Ryan: Evernote the company may be undergoing some challenging times, but those haven’t stopped it from bringing immediate support for shortcuts on iOS, and in an impressive manner. While some writing apps have opted to provide only limited shortcut options, Evernote has done a good job letting users select for themselves from a wide array of possibilities.

Some of the most commonly used Evernote shortcuts will likely be those that launch you into specific notes or notebooks, or enable creation of new camera and audio notes. However, the app also includes more niche shortcuts, like one that copies a specific note’s link to the clipboard, another that prints your current note, and a shortcut for converting your current note to a PDF. Finally, one of my favorite shortcuts lets you save a previous search query; running the search shortcut has worked extremely quickly on my iPhone X, immediately loading the search results with no further taps or actions needed. If you have a Premium subscription, this search shortcut becomes even more powerful because it will include results from inside note attachments.

With these shortcuts, Evernote also provides easy ways to create each of them, with options available throughout the app in various menus.
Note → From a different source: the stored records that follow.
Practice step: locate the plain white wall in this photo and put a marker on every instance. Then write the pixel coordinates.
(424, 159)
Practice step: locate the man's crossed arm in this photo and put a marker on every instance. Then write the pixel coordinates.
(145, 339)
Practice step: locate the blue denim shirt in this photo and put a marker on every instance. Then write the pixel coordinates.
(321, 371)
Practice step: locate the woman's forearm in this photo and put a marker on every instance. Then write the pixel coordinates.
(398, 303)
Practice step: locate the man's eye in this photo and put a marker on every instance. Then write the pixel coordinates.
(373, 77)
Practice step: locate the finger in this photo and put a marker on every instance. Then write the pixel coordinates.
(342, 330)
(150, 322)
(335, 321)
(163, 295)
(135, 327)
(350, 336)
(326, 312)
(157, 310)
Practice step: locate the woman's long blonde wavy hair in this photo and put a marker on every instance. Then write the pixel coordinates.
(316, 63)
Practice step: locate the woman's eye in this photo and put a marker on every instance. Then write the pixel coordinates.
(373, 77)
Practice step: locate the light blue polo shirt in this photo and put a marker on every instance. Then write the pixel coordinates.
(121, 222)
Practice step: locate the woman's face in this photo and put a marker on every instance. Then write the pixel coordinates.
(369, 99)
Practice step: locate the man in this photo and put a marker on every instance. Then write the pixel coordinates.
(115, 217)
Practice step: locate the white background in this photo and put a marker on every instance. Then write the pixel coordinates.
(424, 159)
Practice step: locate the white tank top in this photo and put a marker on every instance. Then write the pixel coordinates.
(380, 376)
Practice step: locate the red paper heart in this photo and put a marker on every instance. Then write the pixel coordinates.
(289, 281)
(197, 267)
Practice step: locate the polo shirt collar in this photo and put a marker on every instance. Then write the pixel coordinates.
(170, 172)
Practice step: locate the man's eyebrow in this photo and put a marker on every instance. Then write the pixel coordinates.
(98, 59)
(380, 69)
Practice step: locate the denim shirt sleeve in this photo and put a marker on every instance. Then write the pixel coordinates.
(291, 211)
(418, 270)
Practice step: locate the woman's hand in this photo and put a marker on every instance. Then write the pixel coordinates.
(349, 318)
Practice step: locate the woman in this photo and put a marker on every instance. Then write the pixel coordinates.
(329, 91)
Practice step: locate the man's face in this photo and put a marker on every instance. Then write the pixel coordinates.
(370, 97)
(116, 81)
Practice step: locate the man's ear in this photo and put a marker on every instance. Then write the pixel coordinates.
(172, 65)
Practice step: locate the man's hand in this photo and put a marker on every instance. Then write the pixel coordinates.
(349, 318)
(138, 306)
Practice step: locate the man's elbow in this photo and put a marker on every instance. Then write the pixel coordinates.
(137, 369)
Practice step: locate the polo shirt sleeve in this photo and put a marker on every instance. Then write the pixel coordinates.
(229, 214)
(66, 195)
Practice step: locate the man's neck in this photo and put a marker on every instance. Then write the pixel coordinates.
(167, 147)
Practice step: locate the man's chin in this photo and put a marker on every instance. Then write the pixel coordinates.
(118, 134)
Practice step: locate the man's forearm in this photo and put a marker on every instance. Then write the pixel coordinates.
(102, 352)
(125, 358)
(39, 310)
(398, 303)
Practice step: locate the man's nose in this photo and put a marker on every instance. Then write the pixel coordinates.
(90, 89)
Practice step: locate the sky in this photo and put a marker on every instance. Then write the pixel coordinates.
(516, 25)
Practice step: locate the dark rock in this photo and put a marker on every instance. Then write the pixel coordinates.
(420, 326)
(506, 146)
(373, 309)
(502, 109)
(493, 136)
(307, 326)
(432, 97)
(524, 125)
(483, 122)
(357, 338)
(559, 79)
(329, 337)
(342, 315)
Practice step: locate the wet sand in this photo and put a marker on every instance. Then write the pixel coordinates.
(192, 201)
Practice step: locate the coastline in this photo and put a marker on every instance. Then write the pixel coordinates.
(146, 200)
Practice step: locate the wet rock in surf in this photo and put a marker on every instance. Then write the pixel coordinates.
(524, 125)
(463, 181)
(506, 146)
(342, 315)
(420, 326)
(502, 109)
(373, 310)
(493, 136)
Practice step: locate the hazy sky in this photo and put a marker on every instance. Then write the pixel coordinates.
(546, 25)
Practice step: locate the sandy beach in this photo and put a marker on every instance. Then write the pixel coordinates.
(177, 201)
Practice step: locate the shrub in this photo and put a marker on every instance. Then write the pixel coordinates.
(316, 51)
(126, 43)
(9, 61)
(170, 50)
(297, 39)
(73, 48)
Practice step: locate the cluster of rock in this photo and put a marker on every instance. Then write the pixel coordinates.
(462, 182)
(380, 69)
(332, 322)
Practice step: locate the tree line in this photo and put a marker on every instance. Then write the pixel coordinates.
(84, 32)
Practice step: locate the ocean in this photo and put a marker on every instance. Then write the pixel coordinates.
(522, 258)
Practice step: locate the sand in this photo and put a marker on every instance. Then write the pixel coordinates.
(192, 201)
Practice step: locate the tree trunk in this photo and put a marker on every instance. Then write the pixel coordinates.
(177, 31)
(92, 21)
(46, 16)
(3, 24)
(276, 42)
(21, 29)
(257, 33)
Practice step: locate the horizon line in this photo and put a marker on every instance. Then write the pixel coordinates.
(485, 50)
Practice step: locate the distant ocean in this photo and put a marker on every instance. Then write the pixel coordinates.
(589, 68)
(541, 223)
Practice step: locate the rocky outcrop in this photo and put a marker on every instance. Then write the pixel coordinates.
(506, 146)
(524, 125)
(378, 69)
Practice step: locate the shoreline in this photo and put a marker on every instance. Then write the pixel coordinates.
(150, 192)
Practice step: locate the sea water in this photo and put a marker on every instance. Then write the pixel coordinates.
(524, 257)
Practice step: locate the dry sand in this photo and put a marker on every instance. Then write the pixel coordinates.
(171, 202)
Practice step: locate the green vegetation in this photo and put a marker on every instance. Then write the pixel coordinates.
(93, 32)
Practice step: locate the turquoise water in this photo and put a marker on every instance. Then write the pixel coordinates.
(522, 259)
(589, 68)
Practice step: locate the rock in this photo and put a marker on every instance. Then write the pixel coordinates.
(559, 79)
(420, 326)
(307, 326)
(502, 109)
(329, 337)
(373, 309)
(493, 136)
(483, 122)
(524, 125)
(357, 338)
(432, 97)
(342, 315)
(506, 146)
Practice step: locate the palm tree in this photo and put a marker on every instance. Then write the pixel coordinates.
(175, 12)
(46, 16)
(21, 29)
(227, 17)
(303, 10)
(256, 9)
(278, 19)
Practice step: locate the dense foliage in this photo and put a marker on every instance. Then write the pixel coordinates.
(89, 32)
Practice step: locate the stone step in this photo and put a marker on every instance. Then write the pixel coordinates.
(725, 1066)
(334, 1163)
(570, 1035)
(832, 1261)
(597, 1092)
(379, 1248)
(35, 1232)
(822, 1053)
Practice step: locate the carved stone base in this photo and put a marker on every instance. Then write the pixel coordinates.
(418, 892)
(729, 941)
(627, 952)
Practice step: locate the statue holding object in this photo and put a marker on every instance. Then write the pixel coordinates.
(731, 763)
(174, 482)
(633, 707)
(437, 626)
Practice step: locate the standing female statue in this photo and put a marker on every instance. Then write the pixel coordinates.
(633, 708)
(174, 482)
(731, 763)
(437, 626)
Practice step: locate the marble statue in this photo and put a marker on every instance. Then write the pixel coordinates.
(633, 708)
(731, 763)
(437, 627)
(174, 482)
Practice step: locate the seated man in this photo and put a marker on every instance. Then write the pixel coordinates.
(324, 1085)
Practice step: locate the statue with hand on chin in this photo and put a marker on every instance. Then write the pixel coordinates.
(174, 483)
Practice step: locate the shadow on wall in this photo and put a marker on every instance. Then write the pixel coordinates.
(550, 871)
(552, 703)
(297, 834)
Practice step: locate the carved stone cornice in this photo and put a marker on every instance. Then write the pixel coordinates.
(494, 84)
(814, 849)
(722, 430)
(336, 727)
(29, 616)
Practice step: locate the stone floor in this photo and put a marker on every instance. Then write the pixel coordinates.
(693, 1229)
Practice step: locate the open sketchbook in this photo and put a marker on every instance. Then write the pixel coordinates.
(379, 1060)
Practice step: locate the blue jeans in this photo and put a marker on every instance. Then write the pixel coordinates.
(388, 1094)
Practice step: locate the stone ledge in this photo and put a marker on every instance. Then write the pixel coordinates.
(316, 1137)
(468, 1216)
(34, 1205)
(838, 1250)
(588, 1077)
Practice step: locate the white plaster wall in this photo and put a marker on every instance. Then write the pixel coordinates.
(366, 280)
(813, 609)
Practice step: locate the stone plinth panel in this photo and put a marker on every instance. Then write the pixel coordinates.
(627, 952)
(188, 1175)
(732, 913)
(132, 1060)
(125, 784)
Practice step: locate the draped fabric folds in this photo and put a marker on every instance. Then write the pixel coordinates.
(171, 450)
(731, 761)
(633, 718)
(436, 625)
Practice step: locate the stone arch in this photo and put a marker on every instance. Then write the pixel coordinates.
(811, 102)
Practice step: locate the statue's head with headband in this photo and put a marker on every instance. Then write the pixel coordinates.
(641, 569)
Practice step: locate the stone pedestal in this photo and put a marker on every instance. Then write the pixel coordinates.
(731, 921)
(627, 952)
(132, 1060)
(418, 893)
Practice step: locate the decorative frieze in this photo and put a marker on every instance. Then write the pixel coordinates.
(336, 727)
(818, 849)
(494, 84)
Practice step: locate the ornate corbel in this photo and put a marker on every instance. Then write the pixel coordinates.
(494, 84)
While I’m still content with Apple Notes as my primary note-taking app, Evernote’s extensive shortcut support out of the gate has me pleasantly surprised.

Agenda and Day One

Ryan: I group these two together partly because they’re both writing apps, but more because each app has a fairly limited set of supported shortcuts.

Agenda offers a saved search feature in its app already, so the now-included shortcuts for those searches was a given. You can also setup shortcuts that open specific notes, projects, and overviews. Unfortunately I haven’t discovered a way to create any shortcuts from inside the app itself, so Agenda users will need to check for actions you’ve repeated multiple times so they’ll appear as shortcut suggestions.

Day One’s shortcuts support is exclusive to new entry creation. For each journal you keep in Day One, you can set up shortcuts to create a new text, camera, or audio recording entry in the app.